Like a nest for our embodied selves, the house materialises from the act of moulding the earth around our bodies. Hence, the house is not merely the built house, but it is created and adapted through inhabitation and experience: “One must live to build one’s
house, and not build one’s house to live in” (Bachelard, 2014, p.126).
Heidegger (1971) further defines the relationship between building and dwelling: “To build is in itself already to dwell” (as cited in Sharr, 2007, p.39).
The process of dwelling and actively transforming one’s context into a supportive habitat inherently bestows meaning upon those surroundings. When the people who make are the same as those who dwell in a place, it inescapably ignites feelings of embeddedness within that space and community.
Apart from adapting the environment to suit one’s needs, self-actualisation and self-expression emerge as important facets of this process. Home is both an extension and an expression of the self, whether consciously or unconsciously.
Uniquely personalised spaces and façades become the realm for differentiation through the expression of identity and pride. The outdoor space serves as the face shown to the outside world with the parapett acting as an inverted living room by putting the family on display.
Many boathouses express signs of resourcefulness, conveying practical adhocism, a process by which immediately-available resources are assembled in juxtaposition to fulfil a specific need. Leftovers from the primary dwelling are often recycled at the secondary boathouse in the form of architectural bricolage.
By acknowledging the dweller as a creative agent, this study questions
formal architecture and the agency of the architect. This is interpreted not as a threat, but as an opportunity to self-reflect as a profession while opening up architecture to include and enable the inhabitant and the everyday processes of inhabitation, generating new forms of hybridity and co-creation.
To further explore how architects can enable the architecture of inhabitation, we must understand that our involvement can range across a spectrum, from formal to more ‘informal’ approaches and contributions.
The proposed shift in mindset reimagines our own agency as architects as a conduit for dwellers’ agency and has the potential to transform our role by expanding our scope beyond building, simultaneously reprioritising humanistic motivations.
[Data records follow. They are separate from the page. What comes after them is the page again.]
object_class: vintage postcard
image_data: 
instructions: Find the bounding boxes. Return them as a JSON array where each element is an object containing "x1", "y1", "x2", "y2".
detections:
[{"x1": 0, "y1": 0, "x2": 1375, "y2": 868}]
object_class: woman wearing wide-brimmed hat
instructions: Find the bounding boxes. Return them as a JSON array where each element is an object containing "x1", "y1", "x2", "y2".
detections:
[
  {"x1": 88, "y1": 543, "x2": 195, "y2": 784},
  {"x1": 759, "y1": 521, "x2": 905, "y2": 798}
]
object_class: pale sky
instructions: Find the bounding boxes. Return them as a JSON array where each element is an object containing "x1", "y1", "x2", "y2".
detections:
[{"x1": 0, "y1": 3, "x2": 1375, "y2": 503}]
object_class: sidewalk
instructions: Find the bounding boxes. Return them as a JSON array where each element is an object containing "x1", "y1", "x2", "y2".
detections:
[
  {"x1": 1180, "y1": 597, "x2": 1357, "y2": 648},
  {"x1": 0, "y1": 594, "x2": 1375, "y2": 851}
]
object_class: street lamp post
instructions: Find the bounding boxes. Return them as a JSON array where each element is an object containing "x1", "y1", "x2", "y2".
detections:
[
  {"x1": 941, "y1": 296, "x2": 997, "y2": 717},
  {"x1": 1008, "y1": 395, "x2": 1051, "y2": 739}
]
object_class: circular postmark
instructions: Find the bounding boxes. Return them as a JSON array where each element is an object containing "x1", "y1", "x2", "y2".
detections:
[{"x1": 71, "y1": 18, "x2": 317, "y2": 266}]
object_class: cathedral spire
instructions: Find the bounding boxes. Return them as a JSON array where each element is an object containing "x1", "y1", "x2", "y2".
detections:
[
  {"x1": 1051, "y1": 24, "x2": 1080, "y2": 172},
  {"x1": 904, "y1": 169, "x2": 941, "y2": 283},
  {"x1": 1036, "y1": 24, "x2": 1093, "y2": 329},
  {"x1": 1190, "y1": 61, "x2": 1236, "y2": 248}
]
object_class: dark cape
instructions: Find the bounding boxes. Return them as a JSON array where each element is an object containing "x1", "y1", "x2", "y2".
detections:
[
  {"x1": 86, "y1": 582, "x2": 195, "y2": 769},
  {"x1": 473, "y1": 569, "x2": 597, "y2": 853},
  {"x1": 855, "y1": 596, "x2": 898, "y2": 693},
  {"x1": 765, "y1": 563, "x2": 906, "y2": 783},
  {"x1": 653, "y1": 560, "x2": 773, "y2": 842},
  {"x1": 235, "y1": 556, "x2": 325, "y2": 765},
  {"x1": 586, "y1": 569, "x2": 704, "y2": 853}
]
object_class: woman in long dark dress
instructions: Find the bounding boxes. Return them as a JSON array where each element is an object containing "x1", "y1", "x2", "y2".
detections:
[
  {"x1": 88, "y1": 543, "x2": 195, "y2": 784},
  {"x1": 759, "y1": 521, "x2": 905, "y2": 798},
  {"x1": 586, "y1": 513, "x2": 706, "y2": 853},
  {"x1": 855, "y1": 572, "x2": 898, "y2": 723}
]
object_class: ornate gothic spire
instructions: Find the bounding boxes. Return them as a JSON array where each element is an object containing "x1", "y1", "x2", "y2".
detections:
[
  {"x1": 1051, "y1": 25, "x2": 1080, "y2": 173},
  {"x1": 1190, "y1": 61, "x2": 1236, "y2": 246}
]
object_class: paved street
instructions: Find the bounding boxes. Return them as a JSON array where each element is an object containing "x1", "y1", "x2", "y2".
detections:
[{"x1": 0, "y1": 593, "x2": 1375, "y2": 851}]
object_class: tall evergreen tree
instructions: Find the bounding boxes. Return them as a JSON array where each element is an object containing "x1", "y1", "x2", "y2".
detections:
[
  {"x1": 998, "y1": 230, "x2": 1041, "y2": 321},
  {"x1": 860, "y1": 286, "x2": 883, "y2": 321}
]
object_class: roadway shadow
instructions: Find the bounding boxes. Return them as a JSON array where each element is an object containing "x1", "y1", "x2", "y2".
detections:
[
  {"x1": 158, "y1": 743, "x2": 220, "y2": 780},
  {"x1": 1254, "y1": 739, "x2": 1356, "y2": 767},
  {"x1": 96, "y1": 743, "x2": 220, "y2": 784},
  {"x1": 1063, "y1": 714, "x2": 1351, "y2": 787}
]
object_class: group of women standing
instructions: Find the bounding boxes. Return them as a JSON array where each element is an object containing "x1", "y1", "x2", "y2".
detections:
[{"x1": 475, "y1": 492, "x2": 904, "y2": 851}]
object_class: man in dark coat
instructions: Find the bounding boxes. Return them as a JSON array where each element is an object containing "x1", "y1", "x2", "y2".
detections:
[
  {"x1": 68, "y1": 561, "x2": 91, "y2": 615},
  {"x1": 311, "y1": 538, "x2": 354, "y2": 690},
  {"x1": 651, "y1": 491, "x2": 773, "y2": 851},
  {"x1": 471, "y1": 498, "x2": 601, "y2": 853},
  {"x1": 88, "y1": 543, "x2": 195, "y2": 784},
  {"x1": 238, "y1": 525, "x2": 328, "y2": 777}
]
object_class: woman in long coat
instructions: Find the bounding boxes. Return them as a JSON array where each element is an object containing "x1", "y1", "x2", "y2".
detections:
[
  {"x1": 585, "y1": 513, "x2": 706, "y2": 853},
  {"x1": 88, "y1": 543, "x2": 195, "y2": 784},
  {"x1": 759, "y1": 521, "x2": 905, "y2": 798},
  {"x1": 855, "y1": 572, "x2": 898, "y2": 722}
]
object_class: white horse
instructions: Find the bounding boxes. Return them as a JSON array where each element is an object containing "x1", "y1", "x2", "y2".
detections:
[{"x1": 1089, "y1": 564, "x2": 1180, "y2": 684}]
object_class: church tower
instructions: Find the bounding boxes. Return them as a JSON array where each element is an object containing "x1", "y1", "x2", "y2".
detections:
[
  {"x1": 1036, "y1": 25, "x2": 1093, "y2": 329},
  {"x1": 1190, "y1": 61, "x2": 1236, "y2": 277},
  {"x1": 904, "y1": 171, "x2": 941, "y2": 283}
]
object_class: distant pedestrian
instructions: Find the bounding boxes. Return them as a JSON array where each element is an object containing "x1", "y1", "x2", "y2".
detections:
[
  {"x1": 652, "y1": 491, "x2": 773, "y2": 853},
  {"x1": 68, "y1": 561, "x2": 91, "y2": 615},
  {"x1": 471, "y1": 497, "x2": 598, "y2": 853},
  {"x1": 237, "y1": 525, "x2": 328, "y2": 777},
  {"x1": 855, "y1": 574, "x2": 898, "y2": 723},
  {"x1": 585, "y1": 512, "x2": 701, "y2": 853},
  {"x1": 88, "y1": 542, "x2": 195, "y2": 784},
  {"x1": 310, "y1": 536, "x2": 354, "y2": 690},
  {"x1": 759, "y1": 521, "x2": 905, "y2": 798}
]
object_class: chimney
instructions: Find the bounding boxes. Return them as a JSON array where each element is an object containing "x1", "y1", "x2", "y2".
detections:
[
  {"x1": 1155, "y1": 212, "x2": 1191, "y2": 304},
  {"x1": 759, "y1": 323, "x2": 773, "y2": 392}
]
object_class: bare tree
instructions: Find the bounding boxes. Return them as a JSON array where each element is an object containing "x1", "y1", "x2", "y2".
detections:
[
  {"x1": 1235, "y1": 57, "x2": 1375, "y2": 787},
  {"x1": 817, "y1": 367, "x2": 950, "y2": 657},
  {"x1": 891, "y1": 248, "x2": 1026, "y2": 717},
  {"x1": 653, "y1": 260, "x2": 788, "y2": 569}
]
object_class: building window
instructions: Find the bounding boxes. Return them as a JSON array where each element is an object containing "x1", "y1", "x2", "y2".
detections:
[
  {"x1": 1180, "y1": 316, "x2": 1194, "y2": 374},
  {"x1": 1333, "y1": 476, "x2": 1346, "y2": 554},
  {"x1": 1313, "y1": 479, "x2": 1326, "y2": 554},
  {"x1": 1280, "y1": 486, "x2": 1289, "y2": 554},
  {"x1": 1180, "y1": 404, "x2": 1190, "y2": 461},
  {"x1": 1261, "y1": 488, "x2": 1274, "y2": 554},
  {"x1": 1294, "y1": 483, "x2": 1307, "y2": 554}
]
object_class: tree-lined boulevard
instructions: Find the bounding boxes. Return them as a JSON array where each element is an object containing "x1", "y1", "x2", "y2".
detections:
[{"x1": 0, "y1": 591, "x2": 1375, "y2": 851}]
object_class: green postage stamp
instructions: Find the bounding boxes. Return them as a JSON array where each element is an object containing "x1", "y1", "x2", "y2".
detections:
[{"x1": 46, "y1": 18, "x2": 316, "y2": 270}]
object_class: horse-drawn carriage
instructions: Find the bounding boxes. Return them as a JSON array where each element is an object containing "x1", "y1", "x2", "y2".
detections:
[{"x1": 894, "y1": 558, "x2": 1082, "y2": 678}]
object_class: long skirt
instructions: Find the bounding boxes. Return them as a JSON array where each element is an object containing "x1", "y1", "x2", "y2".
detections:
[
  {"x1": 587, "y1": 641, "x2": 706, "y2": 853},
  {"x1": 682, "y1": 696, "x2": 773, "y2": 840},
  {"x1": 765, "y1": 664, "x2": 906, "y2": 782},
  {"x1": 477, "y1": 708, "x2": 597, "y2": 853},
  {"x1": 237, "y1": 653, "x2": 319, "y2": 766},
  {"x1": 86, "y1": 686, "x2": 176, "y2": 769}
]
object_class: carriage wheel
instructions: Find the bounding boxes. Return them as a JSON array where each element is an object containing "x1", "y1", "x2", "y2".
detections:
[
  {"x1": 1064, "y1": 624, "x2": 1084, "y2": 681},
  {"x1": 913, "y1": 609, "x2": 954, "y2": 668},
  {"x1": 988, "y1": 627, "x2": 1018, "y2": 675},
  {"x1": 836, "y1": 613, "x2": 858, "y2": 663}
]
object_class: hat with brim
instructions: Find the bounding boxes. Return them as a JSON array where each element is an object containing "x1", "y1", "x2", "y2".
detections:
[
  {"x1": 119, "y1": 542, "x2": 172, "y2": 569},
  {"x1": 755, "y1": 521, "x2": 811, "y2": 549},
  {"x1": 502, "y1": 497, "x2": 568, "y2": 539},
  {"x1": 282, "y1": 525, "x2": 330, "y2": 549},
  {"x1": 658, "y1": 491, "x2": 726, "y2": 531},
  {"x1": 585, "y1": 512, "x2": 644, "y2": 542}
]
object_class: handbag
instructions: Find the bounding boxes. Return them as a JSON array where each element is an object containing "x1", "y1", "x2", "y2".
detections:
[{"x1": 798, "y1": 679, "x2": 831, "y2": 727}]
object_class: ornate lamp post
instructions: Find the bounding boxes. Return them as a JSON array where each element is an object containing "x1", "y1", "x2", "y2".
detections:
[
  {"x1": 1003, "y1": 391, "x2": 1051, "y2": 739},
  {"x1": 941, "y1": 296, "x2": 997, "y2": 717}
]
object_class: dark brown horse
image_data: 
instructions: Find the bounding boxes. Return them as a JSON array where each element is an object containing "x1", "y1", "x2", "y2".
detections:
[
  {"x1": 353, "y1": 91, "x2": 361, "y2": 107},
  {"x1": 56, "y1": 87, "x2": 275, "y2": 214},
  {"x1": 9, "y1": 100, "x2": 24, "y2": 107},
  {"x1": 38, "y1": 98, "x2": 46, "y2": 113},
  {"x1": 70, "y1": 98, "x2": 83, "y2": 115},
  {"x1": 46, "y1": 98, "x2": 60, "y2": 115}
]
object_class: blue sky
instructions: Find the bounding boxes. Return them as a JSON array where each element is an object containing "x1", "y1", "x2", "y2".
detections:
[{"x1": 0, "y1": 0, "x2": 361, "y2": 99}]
Thus, the notion of architecture beyond building introduces a new axis to the spectrum.
While realising that this is an ongoing conversation with no definite conclusion, initiating the dialogue is already a step in the right direction in exploring alternative ways of doing architecture.
The passion and motivation behind this dissertation have always lied in the potential recognised in individual human beings. This creative potential and agency should be harnessed as well as celebrated, not only as a productive resource towards architecture, but also as a human right by nourishing self-actualisation and fulfilment.
These sentiments have made me question what kind of architect I want to become and my own agency. On a personal level, this study has fuelled my desire to pursue socially-relevant work and has inspired me to make an effort to involve and empower the inhabitant as much as possible through my own agency while intentionally seeking to create the right environment for collaborative relationships to blossom.
May this serve as a reminder of why most of us were inspired to pursue a career in architecture to begin with, i.e., to help people. This seemingly-simple purpose has perhaps become overshadowed by a multitude of other factors, yet it is vital that people remain at the heart of architectural intentions. People’s direct involvement in the field could only serve to ensure this, thus reorienting our primary ambition towards helping people help themselves in the bettering of their lives.